China takes the BAT to FANG

Alex PollakPress

Just a few days ago, Alibaba Group, the Chinese on-line retailer, came within 1% of being the world’s most valuable retailer – with a market capitalisation of U$473b, its value was just US$4b lower than that of Amazon. Alibaba has been on a tear this year – it is up 95% since January, while Amazon is up 33%. But, importantly, Amazon has been flatlining ever since hitting US$1000/share in July.

It’s not just about Alibaba. The other two big Chinese internet stocks, Baidu and Tencent, have also been performing very strongly. Together, they make up BAT, in the same way the Facebook, Amazon, Netflix and Google make up FANG.

Netflix aside, the shareprice growth of the FANG companies has slowed a little, though they still certainly are very valuable companies. But Alibaba and Tencent are the outperformers in the year to date, as the chart below shows.

 

Tencent, the games, social media and ecommerce platform is up 85% this year, with Netflix only just beating Baidu in the past week after the former announced a price rise.

What is going on? Is the centre of on-line world moving east, toward China? Or is it just that China is a less developed market, and so has more growth?

Ride the subway in Beijing and watch everyone on their devices – playing games, interacting with friends, buying stuff. Sit in the office foyer and watch the flow of delivery companies bringing armfuls of parcels. In 2016, Alibaba stated it delivered 657m parcels for Single’s day, a 41% increase on the previous year. And this is just for the half of the population that are connected, so there is a lot to come (Internet penetration in China is below that of the US – just over 53%, while in the US it is over 95%. China GDP is now running at around two thirds of the US, at US$11.22 trillion, but growing at double the rate).

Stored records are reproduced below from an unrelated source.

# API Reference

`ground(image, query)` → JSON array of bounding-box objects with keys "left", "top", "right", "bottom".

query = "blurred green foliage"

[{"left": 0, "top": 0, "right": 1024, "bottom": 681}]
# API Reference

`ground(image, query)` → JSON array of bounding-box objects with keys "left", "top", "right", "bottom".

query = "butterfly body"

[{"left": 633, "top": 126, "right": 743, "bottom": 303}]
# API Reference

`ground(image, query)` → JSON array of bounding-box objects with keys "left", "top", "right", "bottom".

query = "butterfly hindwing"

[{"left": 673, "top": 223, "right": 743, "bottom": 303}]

But there are other important factors as well. In the west, there are big visible companies spread throughout a number of industries including transport, tourism, financial services and retail – companies like Airbnb, Uber and Paypal. These companies compete relentlessly against other disruptors, and also with traditional offline-moving-online businesses like Hilton Hotels and the banks.

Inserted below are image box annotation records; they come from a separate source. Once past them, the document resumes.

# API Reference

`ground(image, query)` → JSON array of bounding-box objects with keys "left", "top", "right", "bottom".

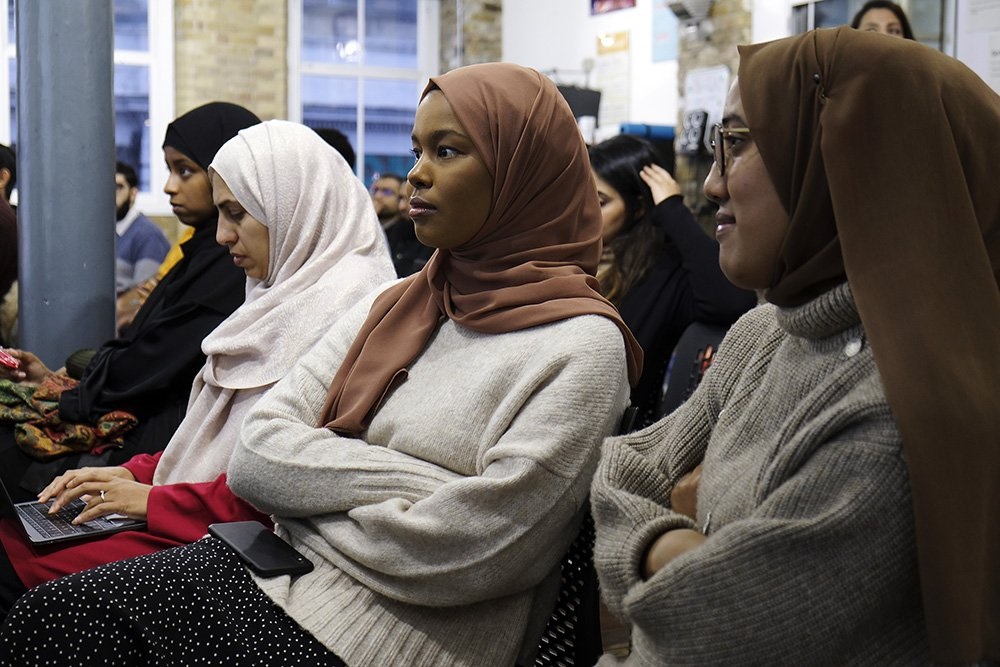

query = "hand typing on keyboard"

[{"left": 38, "top": 467, "right": 152, "bottom": 525}]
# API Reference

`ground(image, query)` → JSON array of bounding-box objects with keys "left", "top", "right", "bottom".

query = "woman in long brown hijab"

In China, the BAT companies are harvesting very significant value outside their core businesses – for example Tencent is very heavily invested in the banking sector through its huge payments business (which has over 600m active users), while Baidu has a large investment in on-line travel. Alibaba, like Amazon, has a massive presence in the cloud and logistics, but also a one third interest in Ant Financial, the payments business which is like paypal but very much bigger. Amazon doesn’t field a major competitor in the payments space.

Chinese in China are underbanked – only 80% of adults had a bank account in 2014, up from 65% in 2011, which is the reason it was so easy for Tencent to expand so quickly. Even for those who do have a bank account, the banking system is not the way most people transact in China – they prefer the convenience of the Tencent and Alibaba payments system. (The Australian banks, for the record, are on to this, and it is definitely helping them.) To get a picture of the size of Chinese banks relative to Australia, China has 5 banks in the global top 30 by market capitalisation, only one more than Australia.

Tencent and Alibaba also have a significant holding in Didi Chuxing, which effectively won the battle for the Chinese taxi service against Uber. The reach of the big three in China is larger, industry-wise, than that of FANG, with exposure to more industries.

Of course, the FANG companies are diversifying where they can – Google (Alphabet) has its life sciences division, Calico, while Amazon is moving into entertainment. But in the west a larger number of the adjacencies are completely separate businesses, with value not really captured by the big four.

It’s a furphy that the Chinese companies are not profitable – they all generate massive amounts of cash, like their western cousins, and are actively encouraged to deploy this cash into new industries – food delivery, entertainment and the like.

We have included these names as a core holding in our disruption portfolio since inception, on the basis that China, by virtue of size and growth, is a disruptor in its own right. We expect this will continue to mean strong performance.